Time from patent to patient has increased by more than a year, Institute of Cancer Research finds in new study
Patients are having to wait longer for innovative new drugs, with red tape covering clinical trials, regulation and approvals among the factors to blame, according to a report published Tuesday by the UK’s Institute of Cancer Research (ICR).
The analysis found that advances in cancer science have driven a big increase in the numbers of treatments developed, but that measure designed to speed up access for patients are not working.

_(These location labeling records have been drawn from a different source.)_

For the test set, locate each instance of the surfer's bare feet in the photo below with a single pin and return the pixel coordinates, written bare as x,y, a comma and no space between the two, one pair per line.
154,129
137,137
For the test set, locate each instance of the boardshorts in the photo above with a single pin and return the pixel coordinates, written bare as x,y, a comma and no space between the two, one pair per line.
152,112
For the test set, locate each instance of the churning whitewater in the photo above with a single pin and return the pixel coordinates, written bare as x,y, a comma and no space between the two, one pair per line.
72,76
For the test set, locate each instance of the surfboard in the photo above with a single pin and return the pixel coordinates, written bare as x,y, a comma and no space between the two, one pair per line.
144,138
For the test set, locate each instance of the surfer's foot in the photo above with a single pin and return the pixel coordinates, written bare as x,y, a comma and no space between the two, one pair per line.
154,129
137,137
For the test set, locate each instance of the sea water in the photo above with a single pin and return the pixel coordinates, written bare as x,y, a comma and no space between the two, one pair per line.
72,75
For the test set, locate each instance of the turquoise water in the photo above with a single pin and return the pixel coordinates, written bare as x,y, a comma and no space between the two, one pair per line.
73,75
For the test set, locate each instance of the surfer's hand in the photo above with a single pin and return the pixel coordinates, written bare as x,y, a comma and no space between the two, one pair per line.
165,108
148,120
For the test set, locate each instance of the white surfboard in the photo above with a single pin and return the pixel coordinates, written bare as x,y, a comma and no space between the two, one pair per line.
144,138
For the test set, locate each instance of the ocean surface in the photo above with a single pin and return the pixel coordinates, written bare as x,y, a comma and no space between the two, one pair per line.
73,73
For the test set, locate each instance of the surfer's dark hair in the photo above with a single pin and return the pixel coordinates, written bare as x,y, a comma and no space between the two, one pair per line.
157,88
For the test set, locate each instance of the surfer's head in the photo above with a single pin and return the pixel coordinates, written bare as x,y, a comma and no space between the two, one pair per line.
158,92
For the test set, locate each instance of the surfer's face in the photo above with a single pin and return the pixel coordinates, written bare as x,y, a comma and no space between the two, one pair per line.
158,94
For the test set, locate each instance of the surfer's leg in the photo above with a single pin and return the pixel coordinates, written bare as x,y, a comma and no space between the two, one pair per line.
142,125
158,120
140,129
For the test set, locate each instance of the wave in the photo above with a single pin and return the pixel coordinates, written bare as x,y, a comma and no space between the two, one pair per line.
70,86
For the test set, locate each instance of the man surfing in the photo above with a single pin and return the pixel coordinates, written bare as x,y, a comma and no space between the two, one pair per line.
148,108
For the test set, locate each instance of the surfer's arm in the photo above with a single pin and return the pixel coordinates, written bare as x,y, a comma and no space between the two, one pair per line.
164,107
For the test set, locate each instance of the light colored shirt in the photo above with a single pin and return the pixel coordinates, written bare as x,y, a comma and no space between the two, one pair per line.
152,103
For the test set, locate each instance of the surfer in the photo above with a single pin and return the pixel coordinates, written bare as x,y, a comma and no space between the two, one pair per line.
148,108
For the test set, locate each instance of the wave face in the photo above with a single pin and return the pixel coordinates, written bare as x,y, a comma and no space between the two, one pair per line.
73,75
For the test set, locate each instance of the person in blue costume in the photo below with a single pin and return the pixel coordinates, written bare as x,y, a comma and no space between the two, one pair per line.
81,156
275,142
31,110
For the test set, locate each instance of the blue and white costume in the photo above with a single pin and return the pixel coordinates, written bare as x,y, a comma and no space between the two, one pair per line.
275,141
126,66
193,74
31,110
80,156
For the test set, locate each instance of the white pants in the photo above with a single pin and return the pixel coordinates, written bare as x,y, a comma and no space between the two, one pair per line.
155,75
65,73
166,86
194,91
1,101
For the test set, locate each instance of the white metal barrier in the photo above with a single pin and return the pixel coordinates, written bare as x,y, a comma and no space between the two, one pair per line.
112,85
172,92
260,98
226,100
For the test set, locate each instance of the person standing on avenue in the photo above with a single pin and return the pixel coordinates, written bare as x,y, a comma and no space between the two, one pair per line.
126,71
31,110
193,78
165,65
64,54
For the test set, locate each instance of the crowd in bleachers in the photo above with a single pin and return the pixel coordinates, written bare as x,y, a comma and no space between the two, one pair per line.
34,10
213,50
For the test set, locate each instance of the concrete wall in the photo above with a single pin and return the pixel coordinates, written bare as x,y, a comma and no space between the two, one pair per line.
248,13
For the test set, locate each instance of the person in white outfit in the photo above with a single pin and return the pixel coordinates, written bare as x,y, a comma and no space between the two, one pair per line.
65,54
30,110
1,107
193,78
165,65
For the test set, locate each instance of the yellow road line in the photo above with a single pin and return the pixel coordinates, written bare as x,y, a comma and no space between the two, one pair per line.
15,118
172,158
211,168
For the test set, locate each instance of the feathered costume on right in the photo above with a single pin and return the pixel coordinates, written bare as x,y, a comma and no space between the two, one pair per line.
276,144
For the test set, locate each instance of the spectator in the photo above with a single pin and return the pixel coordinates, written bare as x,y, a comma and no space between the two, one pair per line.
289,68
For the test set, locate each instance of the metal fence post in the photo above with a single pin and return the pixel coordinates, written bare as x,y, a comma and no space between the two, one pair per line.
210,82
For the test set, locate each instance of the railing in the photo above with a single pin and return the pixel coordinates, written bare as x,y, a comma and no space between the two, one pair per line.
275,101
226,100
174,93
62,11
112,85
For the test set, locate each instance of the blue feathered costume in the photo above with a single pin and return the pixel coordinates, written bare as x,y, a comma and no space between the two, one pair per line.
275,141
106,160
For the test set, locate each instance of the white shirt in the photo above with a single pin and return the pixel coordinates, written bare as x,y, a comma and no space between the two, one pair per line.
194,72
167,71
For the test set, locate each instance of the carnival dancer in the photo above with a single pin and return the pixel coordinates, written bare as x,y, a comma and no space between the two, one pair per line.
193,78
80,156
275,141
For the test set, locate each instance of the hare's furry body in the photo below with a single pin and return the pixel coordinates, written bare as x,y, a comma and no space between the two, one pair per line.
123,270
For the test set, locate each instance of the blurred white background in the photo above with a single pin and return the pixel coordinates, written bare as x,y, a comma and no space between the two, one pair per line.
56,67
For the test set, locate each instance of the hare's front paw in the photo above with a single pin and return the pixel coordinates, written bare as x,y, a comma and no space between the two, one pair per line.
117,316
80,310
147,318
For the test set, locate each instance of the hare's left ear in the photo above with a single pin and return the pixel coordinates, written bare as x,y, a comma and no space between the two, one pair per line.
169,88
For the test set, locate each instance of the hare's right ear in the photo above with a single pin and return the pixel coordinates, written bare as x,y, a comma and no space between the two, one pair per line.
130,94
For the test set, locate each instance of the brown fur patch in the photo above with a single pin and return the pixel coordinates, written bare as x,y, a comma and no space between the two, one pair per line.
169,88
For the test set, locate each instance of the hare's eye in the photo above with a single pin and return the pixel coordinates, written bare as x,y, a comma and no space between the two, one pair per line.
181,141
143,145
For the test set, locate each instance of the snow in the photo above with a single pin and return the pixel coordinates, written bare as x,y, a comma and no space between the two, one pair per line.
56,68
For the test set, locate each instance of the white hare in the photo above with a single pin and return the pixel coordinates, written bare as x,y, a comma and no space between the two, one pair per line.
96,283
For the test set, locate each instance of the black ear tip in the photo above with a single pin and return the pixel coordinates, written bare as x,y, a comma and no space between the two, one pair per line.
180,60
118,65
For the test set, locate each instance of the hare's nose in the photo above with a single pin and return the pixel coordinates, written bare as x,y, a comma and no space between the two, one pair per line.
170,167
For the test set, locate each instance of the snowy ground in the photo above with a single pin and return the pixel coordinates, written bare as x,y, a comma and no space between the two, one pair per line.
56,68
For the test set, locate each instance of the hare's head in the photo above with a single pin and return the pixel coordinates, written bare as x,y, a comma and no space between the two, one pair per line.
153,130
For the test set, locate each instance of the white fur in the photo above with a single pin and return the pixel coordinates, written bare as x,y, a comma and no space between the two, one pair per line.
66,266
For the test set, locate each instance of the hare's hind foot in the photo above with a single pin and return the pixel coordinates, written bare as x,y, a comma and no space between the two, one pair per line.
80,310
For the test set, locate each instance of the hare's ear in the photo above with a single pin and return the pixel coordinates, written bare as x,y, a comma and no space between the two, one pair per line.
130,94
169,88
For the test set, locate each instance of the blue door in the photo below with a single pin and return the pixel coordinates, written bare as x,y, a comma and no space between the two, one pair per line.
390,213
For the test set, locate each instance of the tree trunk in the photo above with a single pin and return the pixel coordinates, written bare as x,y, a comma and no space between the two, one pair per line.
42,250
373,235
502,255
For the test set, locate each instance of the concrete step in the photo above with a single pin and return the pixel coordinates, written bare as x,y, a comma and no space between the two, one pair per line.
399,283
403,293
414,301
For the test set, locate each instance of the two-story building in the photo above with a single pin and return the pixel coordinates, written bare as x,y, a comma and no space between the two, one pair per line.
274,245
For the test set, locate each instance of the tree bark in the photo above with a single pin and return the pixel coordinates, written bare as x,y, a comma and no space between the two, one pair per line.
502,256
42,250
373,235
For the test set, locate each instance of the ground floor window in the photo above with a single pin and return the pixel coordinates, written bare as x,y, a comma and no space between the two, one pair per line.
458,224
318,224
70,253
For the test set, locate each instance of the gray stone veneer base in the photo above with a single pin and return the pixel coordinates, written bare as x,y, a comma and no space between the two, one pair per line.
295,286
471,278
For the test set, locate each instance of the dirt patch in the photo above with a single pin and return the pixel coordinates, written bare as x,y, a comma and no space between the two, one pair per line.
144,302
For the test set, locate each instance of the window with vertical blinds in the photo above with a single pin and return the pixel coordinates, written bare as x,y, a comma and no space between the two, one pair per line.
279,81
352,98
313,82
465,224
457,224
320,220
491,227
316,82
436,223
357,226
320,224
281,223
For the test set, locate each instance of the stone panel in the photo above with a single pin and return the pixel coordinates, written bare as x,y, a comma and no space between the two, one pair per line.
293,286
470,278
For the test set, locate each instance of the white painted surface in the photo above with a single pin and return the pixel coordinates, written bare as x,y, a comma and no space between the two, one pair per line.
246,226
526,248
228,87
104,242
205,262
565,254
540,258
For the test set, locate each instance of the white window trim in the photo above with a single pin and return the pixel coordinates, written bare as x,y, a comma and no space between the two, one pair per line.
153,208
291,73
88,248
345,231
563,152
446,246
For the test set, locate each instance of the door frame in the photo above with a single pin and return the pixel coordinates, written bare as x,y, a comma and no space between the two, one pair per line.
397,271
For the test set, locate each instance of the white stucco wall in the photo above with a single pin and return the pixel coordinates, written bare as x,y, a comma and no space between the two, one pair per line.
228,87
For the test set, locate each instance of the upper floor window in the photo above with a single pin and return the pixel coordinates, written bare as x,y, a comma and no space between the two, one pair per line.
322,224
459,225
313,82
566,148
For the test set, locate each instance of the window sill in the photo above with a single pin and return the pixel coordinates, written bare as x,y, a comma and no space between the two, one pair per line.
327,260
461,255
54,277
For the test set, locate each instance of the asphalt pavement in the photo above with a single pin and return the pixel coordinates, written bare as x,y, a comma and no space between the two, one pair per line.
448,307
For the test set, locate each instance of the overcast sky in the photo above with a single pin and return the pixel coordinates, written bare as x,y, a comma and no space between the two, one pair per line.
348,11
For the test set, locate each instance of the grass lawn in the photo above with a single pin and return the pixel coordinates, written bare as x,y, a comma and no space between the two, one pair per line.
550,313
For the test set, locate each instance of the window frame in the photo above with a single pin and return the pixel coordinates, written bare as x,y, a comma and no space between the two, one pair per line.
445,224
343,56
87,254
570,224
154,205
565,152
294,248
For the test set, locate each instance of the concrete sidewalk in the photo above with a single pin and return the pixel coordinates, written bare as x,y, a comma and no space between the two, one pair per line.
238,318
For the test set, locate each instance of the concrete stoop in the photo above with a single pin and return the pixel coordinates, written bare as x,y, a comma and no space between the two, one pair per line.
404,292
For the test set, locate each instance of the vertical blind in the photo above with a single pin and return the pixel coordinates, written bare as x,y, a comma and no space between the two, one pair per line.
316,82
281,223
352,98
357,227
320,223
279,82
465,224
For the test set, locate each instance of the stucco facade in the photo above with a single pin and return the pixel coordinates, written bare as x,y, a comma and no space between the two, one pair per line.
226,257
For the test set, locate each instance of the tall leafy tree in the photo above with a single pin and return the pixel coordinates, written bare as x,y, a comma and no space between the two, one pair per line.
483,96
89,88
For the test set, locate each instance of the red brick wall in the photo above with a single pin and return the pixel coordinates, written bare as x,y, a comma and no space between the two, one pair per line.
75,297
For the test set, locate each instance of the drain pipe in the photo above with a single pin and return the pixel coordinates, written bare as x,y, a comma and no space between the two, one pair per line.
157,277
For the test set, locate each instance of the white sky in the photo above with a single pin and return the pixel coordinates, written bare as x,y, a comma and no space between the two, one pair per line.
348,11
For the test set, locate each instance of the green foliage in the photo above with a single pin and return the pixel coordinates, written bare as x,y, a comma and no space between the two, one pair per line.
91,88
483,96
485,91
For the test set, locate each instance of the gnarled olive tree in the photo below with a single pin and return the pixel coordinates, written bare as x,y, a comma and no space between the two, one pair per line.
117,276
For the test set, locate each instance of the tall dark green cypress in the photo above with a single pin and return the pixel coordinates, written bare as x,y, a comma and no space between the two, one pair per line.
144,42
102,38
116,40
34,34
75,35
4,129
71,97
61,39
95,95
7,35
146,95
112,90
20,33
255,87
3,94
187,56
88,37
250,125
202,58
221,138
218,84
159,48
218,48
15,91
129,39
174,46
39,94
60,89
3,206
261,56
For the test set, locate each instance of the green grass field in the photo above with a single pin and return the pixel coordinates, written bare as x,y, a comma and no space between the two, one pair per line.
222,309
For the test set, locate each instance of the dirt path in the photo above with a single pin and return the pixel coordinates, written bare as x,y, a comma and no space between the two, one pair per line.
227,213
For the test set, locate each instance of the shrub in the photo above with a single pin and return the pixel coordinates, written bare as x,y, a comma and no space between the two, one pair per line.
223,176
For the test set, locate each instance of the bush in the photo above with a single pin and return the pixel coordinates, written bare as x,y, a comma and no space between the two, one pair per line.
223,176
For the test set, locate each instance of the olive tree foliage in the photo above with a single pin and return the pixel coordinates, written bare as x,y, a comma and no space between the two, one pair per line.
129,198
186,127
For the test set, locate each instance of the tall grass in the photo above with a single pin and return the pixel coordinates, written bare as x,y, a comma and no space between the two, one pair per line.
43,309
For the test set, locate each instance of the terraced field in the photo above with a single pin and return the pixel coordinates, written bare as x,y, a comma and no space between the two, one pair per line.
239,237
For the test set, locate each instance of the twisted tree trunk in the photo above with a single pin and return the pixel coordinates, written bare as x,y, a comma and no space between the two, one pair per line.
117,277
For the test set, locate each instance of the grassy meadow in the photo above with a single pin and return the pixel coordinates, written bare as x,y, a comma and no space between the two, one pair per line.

Between 2000 and 2008, it took on average 12.7 years for a cancer drug to go from getting a patent to being approved for patients in the UK by the health technology assessment body, the National Institute for Health and Care Excellence (NICE).
Between 2009 and 2016 the time from patent to patient increased to 14.1 years, the study found.
The report, which focused on analysing access to cancer drugs in the UK, finds that recent years have seen a boom in new drugs for breast cancer, with 15 licenced from 2000-2016. But some other cancers, such as brain cancer, have had no new drugs licensed since 2000.
“Drugs are taking longer to reach patients when we would expect the process to be getting quicker,” said Olivia Rossanese, head of therapeutics biology at ICR. “With targeted treatments, it should be possible to run smarter, faster trials and to take a more flexible approach to assessing the results for rapid regulatory approval.”
NICE is trying to conduct its cost effectiveness appraisals earlier, often before licensing has been completed, but decisions have barely sped up. Drugs took an average of 16 months to go through NICE appraisal between 2009 and 2016, compared with 16.7 months between 2000 and 2008. The government and the pharmaceutical industry signed an agreement last week to fast-track the approval process, with a pledge to give patients access to new drugs up to six months earlier.
The number of cancer drug approvals at the European Medicines Agency almost doubled between 2000 and 2016, up from 7.5 products a year from 2000-2008, to 14.6 a year from 2009-2016, the study finds.
But while 97 drugs have received market licences from EMA, they are clustered in particular forms of cancer: 64 drugs have been authorised for blood cancers since 2000, while there were no authorisations at all for brain, oesophageal, bladder or womb cancer, and only one for liver cancer.
For children, there were few new drugs, with only 10 of the 177 EMA drug authorisations labelledfor treating paediatric cancers.